Quando perguntou por que elas só estavam ali à noite, elas sorriram e disseram que moravam na vila desde que nasceram. No meio da conversa, várias outras pessoas entraram na casa, todas mulheres, e a conversa animada prosseguiu por várias horas, até que a mais velha do grupo, que parecia ser a mãe de Lisbeth, disse que estava na hora de dormirem, e no mesmo momento os visitantes foram se retirando, enquanto as moças arrumavam a casa. Perguntaram se George voltaria amanhã, e ele disse que faria o possível.
De volta em sua barraca, ele sorria sozinho de empolgação, já torcendo pra que a noite seguinte chegasse logo.
Escreveu sobre o ocorrido em seu caderno, mais para passar o tempo que por amor à pesquisa. Antes que percebesse, o Sol já havia se posto, e ele viu pessoas andando pela vila. Não parecia haver nenhum outro homem fora ele. Muitas ele conhecia da noite anterior, e as outras já sabiam quem ele era.
Quando ouviu o sino tocar, George entrou na igreja e procurou por um padre, ao que encontrou Lisbeth, que explicou que o último padre falecera há muitos anos, e que na vila ela era a encarregada de tocar o sino.
Convidado para jantar, George foi com Lisbeth até sua casa, aonde as mulheres da noite anterior já pareciam aguardá-los.
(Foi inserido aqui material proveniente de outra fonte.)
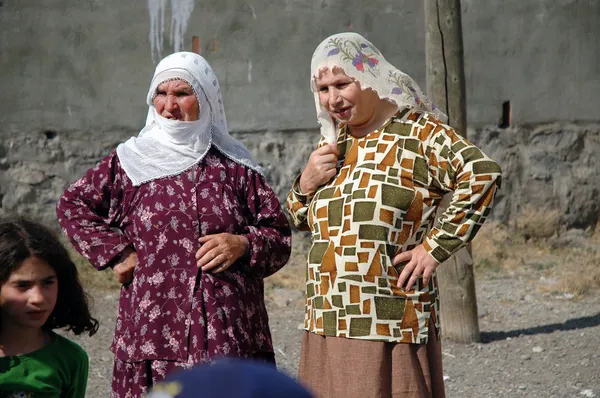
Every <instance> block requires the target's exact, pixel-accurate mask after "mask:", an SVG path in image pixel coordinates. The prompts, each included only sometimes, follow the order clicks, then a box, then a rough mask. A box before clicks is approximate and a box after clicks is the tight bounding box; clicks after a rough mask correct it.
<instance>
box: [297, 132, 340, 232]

Deveriam ter cerca de oito moças na mesa, e o banquete seria carne de carneiro, pães, vinho, e alguns grãos que ele não soube identificar; todos servidos em bandejas e pratos de madeira.
Após a refeição, enquanto bebiam vinho e a conversa fluía, George mencionou que não seria ruim viver ali para sempre. Nesse momento, todas as mulheres olharam para ele, e a mãe de Lisbeth perguntou se ele realmente queria isso. Lisbeth era a única que parecia um pouco preocupada, fitando o chão, mas George seguiu firme e disse que adoraria viver na vila com elas, e seu rosto avermelhou logo em seguida. Uma das moças levantou-se e começou a acariciar seus ombros por trás, o que o deixou ainda mais envergonhado. Quase como numa lenta valsa, Lisbeth pegou a faca decorativa que estava fixada na parede, e caminhou até George.
Seu coração palpitava, batia tão forte que ele achava que elas poderiam ouvir. Lisbeth sentou em seu colo e o abraçou. Lentamente usou a faca para fazer um profundo corte na garganta de George. Ele não sabia como, mas não sentia dor, e sequer se sentia ameaçado. Percebeu que a incisão era grande e profunda, e com certeza iria matá-lo, mas sequer esguichava sangue, como se fosse mágica ou um sonho.
Então, ambas as moças voltaram para seus lugares à mesa, e George perguntou como ele estava. Elas disseram “engraçado”, e ele se avermelhou, ao que elas riram juntas. As mulheres se levantaram e se despiram até ficarem todas nuas. Foram para as camas e começaram a trocar carícias. George notou que já não havia ferida alguma em seu pescoço, enquanto Lisbeth pegou-o pelas mãos e disse: “não vai se juntar à nós?”
No dia seguinte, acordou na cama de Lisbeth e ficou feliz em ver que era de manhã e tanto ela quanto ele ainda estavam lá.
Semanas depois, quando o instituto de ciência enviou uma equipe ao remoto vilarejo para descobrir o que se passava com seu pesquisador, encontrou apenas uma vila há séculos abandonada, com vários dos equipamentos de George espalhados. Sua barraca, ainda montada, não continha nenhum resquício de sua presença.
Foram encontrá-lo em uma casa próximo à antiga igreja. Estava sentado na cabeceira de uma mesa já destruída pelo tempo, com uma faca à sua frente e um enorme corte na garganta; mas em sua face, apenas um sorriso.